Mais qu’en est-il des effets cardio-vasculaires chez l’ensemble de la population ? Et, s’ils sont avérés, peuvent-ils intervenir longtemps après l’infection ? La question rejoint les incertitudes plus larges autour du Covid long, un ensemble durable de symptômes encore mal compris et mal définis. « Jusqu’à présent, les séquelles cardio-vasculaires (durables) étaient rapportées uniquement chez des patients hospitalisés, dans de petites séries et avec une durée de suivi brève », note l’Académie.

Mais une vaste étude, menée aux États-Unis et publiée en février dans la revue Nature, change selon elle la donne. Ses résultats « font présager d’une augmentation significative des maladies cardio-vasculaires dans le monde » à la suite de la pandémie de Covid. Menée auprès de plus de 150 000 vétérans de l’armée américaine, tous atteints du Covid, cette étude mesure la fréquence de troubles cardio-vasculaires dans l’année suivant l’infection. Elle la compare à des groupes de vétérans qui n’ont pas été contaminés. Résultat : « Au-delà des 30 jours qui suivent l’infection, les individus atteints de Covid-19 ont un risque plus élevé de troubles cardio-vasculaires », conclut l’étude, citant des infarctus, des inflammations cardiaques ou des AVC. Ce risque « existe même chez les individus qui n’ont pas été hospitalisés » à cause du Covid, note-t-elle, même s’il reste nettement moins important chez ces patients-là.

L’inflammation facteur de risque

Ce travail a été salué par de multiples chercheurs, notamment parce qu’il a été réalisé auprès d’un très grand nombre de patients et pendant une longue période. Toutefois, des experts se montrent plus sceptiques.

Il est « très difficile de tirer des conclusions pertinentes » de cette étude, estime le statisticien britannique James Doidge, y trouvant trop de biais méthodologiques.

L’un d’eux est évident : les vétérans américains, aussi nombreux soient-ils, sont une population très homogène, car largement composée d’hommes plutôt âgés. Elle n’est donc pas forcément représentative, même si les auteurs de l’étude ont cherché à corriger ces biais statistiques. Cette correction reste insuffisante pour M. Doidge qui pointe un autre problème : l’étude ne distingue pas bien à quel point les troubles interviennent longtemps après l’infection. Or, selon qu’ils frappent le patient à peine plus d’un mois après celle-ci ou près d’un an plus tard, le contexte sera différent. Selon James Doidge, l’étude ne permet pas assez de différencier « les complications à long terme de celles associées à la phase aiguë de la maladie ».
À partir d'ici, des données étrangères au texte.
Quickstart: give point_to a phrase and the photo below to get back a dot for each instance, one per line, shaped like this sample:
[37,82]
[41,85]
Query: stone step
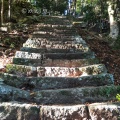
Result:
[52,36]
[72,71]
[81,55]
[48,28]
[76,95]
[14,110]
[56,62]
[19,111]
[58,31]
[55,45]
[22,70]
[8,93]
[73,40]
[53,50]
[95,111]
[55,26]
[43,83]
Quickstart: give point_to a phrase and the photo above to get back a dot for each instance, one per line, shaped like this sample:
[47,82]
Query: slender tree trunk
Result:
[9,10]
[114,29]
[2,4]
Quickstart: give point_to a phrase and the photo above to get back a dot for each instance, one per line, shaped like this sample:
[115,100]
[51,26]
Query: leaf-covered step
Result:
[52,50]
[8,93]
[76,95]
[47,28]
[106,110]
[14,110]
[22,70]
[42,83]
[37,43]
[81,55]
[55,26]
[71,71]
[52,31]
[56,62]
[64,112]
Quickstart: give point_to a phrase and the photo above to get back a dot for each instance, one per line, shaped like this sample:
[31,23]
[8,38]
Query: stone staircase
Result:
[56,71]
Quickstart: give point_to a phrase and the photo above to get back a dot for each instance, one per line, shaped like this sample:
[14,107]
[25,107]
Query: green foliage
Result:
[118,97]
[90,15]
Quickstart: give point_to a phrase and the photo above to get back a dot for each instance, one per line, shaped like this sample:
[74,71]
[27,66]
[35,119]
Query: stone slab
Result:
[76,95]
[42,83]
[56,62]
[19,111]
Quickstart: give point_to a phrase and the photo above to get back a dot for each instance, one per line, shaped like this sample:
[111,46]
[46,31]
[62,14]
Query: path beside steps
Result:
[55,76]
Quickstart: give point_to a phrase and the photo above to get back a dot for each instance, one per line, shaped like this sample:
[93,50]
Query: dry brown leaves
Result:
[106,55]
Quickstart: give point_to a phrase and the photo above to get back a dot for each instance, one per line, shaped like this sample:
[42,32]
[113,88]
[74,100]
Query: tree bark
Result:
[9,10]
[2,4]
[114,29]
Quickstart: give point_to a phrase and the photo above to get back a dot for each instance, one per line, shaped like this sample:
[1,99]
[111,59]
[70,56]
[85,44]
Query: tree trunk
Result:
[2,4]
[9,10]
[114,29]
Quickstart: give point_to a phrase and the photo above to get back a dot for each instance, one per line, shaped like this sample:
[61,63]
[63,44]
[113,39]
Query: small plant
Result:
[118,97]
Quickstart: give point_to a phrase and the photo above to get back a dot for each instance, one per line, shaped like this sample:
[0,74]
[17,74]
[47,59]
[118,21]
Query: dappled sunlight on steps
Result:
[54,75]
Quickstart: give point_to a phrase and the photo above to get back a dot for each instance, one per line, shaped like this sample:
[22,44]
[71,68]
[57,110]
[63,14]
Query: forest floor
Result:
[107,55]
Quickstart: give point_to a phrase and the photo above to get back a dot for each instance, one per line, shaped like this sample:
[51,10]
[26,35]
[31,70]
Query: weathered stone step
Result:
[81,55]
[56,62]
[22,70]
[76,95]
[15,110]
[51,30]
[8,93]
[42,83]
[54,33]
[73,40]
[53,50]
[35,43]
[52,36]
[19,111]
[55,26]
[72,71]
[95,111]
[38,27]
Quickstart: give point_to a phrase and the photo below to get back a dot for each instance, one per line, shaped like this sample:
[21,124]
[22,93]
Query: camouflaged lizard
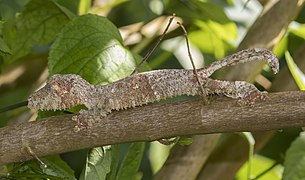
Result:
[68,90]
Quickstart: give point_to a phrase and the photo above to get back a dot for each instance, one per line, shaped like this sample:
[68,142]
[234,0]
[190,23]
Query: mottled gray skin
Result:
[65,91]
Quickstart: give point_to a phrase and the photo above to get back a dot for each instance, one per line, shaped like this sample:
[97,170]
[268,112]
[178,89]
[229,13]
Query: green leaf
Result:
[198,10]
[37,25]
[281,47]
[294,161]
[185,141]
[251,142]
[83,6]
[4,49]
[214,37]
[297,74]
[57,167]
[1,26]
[131,162]
[298,31]
[98,164]
[115,157]
[90,46]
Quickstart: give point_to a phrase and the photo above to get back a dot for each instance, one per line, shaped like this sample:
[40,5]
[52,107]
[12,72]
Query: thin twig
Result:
[155,46]
[191,58]
[14,106]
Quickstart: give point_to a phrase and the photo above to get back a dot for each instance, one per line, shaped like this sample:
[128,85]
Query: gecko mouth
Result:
[44,105]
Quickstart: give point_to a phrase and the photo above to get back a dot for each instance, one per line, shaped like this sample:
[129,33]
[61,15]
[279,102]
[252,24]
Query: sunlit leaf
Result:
[131,162]
[251,142]
[297,74]
[90,46]
[57,167]
[84,6]
[259,165]
[198,10]
[294,161]
[213,37]
[38,24]
[98,164]
[4,49]
[281,47]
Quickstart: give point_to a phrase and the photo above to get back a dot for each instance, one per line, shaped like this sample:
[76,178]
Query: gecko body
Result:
[65,91]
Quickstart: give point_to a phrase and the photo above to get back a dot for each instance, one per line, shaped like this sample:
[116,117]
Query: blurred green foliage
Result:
[83,37]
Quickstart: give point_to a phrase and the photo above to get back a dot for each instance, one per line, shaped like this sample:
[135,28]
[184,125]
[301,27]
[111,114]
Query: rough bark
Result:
[265,32]
[56,135]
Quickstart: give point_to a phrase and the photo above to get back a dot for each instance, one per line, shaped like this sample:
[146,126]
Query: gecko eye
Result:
[48,87]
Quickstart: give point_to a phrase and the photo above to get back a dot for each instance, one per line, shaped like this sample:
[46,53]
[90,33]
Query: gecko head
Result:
[60,92]
[270,58]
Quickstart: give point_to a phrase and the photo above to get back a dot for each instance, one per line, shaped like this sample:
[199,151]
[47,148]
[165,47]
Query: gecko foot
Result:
[253,96]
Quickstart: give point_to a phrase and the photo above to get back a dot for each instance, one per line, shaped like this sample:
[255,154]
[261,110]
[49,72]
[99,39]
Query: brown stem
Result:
[56,135]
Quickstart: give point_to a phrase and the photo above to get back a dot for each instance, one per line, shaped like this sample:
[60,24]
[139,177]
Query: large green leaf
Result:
[297,74]
[295,160]
[36,25]
[4,49]
[57,167]
[214,37]
[198,10]
[98,164]
[131,162]
[90,46]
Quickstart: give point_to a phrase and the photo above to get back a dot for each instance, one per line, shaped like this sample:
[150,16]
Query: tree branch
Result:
[56,135]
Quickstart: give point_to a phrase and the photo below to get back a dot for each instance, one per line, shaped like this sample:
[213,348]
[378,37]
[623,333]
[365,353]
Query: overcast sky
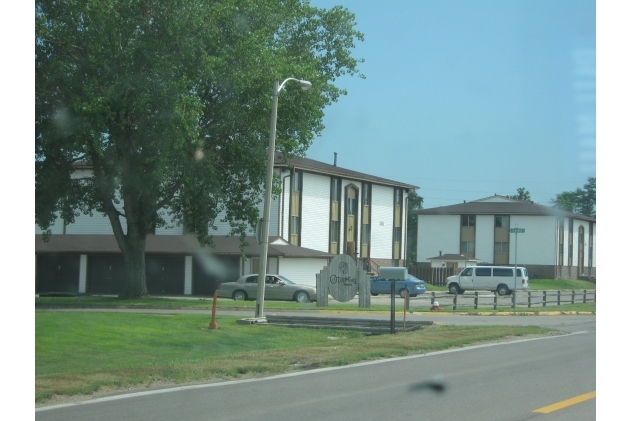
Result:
[467,99]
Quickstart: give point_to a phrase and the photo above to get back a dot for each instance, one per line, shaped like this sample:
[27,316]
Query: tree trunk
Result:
[134,257]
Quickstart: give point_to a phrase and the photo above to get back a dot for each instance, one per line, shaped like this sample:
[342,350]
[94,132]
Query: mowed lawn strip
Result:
[81,353]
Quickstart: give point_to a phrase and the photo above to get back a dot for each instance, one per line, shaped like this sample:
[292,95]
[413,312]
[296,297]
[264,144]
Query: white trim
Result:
[188,275]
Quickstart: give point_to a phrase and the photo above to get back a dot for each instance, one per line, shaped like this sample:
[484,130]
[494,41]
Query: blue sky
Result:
[467,99]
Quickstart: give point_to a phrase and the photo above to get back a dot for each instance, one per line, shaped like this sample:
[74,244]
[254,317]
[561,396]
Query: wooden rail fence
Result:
[527,299]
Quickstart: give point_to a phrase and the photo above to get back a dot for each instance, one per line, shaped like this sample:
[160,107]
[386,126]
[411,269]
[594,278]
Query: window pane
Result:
[482,271]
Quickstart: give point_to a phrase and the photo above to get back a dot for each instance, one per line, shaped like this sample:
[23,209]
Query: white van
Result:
[489,278]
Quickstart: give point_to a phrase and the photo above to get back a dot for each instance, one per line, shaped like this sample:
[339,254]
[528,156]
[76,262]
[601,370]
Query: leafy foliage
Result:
[522,194]
[415,202]
[168,104]
[581,201]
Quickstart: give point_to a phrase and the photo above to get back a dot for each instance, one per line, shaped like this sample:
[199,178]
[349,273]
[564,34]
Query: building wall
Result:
[437,233]
[56,228]
[284,206]
[537,246]
[381,222]
[95,224]
[566,239]
[484,238]
[594,247]
[315,212]
[301,271]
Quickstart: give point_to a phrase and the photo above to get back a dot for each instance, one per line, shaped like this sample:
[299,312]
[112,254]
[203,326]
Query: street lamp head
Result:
[304,84]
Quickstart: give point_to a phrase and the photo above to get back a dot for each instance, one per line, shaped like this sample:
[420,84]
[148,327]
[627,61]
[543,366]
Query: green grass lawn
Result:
[80,353]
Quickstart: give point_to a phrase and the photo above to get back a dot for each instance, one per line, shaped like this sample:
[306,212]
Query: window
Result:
[482,271]
[351,205]
[501,222]
[335,231]
[467,247]
[501,247]
[366,194]
[397,234]
[398,197]
[295,182]
[365,234]
[295,224]
[335,190]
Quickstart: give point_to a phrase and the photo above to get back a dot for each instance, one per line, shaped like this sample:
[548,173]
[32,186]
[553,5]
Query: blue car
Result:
[412,284]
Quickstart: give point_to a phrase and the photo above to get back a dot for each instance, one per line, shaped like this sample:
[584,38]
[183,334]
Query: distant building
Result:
[554,244]
[322,211]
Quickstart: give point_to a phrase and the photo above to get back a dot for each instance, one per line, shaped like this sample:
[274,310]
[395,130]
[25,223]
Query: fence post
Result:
[558,297]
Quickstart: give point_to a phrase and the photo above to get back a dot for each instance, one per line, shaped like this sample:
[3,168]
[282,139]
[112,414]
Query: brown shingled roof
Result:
[515,207]
[170,244]
[311,165]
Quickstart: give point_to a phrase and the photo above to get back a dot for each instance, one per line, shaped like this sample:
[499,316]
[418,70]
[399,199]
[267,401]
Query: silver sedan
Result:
[277,287]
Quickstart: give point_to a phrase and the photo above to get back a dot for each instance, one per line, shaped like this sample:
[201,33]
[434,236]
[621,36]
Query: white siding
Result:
[437,233]
[537,246]
[566,241]
[404,227]
[301,270]
[188,275]
[593,246]
[484,238]
[315,212]
[284,207]
[381,223]
[83,270]
[56,228]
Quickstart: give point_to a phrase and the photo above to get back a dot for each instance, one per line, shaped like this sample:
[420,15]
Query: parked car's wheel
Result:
[239,295]
[502,290]
[301,297]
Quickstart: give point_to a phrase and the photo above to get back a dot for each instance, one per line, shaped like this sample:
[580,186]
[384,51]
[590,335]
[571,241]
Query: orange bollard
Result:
[212,324]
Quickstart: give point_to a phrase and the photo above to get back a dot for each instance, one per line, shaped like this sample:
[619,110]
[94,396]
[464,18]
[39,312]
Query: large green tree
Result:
[581,201]
[168,102]
[522,194]
[415,202]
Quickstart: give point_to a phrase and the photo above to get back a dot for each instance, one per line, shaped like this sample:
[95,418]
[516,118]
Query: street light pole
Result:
[264,239]
[515,270]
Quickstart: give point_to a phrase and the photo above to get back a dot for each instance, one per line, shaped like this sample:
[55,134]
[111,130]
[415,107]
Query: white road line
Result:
[298,373]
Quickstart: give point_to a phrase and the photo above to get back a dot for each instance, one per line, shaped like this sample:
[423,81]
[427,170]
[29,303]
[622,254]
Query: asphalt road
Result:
[502,381]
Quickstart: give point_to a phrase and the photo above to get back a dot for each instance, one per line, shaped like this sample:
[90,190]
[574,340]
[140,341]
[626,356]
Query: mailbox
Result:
[398,273]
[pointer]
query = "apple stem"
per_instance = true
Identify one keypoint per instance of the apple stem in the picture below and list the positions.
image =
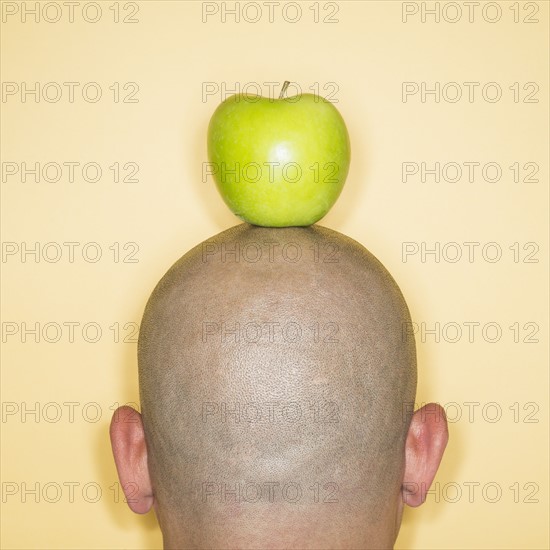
(283, 90)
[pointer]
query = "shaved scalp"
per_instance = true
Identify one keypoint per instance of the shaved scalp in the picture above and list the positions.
(276, 390)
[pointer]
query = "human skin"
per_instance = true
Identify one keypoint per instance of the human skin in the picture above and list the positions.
(374, 454)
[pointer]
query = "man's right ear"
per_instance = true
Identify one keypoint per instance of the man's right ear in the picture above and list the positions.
(426, 441)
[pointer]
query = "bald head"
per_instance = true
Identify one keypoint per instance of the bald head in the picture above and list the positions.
(274, 383)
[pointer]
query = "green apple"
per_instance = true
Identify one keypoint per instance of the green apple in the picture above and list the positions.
(278, 162)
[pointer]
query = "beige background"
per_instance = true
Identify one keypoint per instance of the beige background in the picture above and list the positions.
(365, 56)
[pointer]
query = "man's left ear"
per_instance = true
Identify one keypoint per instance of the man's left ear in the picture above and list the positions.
(130, 452)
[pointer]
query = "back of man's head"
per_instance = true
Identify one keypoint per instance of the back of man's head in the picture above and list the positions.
(275, 386)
Pour autant, ce travail « a le mérite d’exister », tempère le cardiologue français Florian Zores. Lui aussi note plusieurs imperfections, mais il estime que l’étude permet d’appuyer des hypothèses déjà jugées probables par nombre de cardiologues au regard du profil du SARS-CoV-2 qui, comme d’autres virus, peut provoquer une inflammation durable.

Or, « on sait depuis longtemps que l’inflammation est un facteur de risque cardio-vasculaire, note M. Zores. En fait, on retrouve exactement la même chose avec la grippe ». Il rappelle ainsi que dans les années 1920, les pathologies cardio-vasculaires ont bondi dans le sillage de la pandémie de grippe espagnole.

Y a-t-il une spécificité qui rendrait le coronavirus encore plus dangereux sur ce plan ? Les études actuelles ne permettent pas de le dire, et Florian Zores dit douter « qu’il y ait une grande différence » avec la grippe.

Mais la question ne change pas forcément grand-chose en matière de santé publique. À partir du moment où ce risque existe, le cardiologue estime de toute façon dangereux de laisser librement circuler le coronavirus, étant donné sa forte contagiosité.